When I met my DH, I LOVED his parents. We got along so great! The day of the wedding- everything changed. MIL started changing my wedding to fit it to what she wanted. I was NOT happy. It's only gotten worse. She has done nothing but talked negatively of me to my friends, her friends and me- but NEVER in front of DH. DH refuses to see this and tells me I have "issues". We have an 8 month old baby that I always let MIL see when it's good for both our schedules- I've NEVER withheld her despite my dislike for this woman. DH asked me to let him take dd camping next month for 3 days with his mom. I do NOT want to be away from my baby for 3 nights! TOO Much! But I refuse to be near this woman for that long... I can handle an evening with them, but I will not put myself in a situation to be mistreated for that period of time. THis is causing HUGE issue with DH and i. We have the best relationship, except this vindictive manipulative woman! I can't stand it! AND DH sees none of it other than my unwillingness to be her friend. BLEH! What can I do?


----------



## Sandy55 (Jun 3, 2009)

My MIL *exactly* like yours. 

I am a grandmother and a MIL. I am nice to my SonIL, even though I could easily find something to complain about regarding his "whatever" faults but *my grandkids are so damn cute I forget ANY bad stuff about SIL*! (See my profile pics of my GKiddos!) 

Tell your dh, she is either nice and understands her *place* in *his life with you* or she *doesn't *get to see gkids AND an intact family and marriage is more important than a GM at this stage of the game. 

Game over. :smthumbup: 

AND if DH does not agree with you, tell him "Choose your team, _Buttercup_!". 
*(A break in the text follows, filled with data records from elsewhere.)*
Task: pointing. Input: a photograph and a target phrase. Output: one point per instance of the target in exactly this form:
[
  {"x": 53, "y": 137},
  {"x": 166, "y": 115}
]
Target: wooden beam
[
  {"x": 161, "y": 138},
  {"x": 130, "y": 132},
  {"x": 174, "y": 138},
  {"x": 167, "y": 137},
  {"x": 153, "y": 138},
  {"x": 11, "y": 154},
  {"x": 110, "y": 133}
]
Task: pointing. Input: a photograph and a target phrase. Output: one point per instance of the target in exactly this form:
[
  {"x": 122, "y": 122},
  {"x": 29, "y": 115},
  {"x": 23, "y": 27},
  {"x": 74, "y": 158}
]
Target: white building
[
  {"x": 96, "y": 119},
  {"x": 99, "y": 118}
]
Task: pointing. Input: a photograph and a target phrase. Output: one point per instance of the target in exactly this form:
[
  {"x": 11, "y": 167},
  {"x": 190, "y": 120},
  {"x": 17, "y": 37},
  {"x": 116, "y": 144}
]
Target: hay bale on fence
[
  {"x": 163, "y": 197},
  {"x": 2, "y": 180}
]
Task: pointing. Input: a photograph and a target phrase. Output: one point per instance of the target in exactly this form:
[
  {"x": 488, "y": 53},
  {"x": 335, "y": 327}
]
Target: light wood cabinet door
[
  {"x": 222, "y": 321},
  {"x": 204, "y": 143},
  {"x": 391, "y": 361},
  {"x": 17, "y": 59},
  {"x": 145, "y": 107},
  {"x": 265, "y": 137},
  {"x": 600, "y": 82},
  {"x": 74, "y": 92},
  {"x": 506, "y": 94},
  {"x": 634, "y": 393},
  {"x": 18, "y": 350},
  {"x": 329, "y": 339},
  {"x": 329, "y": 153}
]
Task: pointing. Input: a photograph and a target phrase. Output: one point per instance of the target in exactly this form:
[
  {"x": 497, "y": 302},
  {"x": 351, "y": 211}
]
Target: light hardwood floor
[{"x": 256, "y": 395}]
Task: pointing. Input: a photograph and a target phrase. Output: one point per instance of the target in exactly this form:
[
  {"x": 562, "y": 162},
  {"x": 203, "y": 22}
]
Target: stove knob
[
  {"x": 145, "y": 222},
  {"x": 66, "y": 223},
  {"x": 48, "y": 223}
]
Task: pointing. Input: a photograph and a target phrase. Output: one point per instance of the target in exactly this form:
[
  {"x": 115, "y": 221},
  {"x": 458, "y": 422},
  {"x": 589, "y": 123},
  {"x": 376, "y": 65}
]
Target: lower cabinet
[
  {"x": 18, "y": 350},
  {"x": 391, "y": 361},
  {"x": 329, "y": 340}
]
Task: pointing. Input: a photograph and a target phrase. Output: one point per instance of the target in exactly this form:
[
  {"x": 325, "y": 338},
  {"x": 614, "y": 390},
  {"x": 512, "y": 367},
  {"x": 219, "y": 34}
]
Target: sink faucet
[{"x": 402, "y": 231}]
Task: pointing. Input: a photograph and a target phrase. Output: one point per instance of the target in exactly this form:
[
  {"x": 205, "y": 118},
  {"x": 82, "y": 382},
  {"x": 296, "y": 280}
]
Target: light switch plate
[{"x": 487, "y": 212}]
My DH chose _my_ team because Moms can't do what wives can do and men need more than a peanut butter and jelly sammich and a pat on the top of their cute little heads, KWIM?


----------



## preso (May 1, 2009)

I am lucky my MIL not only lives far away but also that in my husbands previous marriage, he learned to have GOOD BOUNDRIES with his mother.
My husbands ex's mother ( his MIL) was one huge reason they divorced..............
I am glad and grateful I have no MIL problems with my husband. In the past I dated men with evil or stupid or crazy mothers...
It is very frightening when a grown mans mother is like this.


----------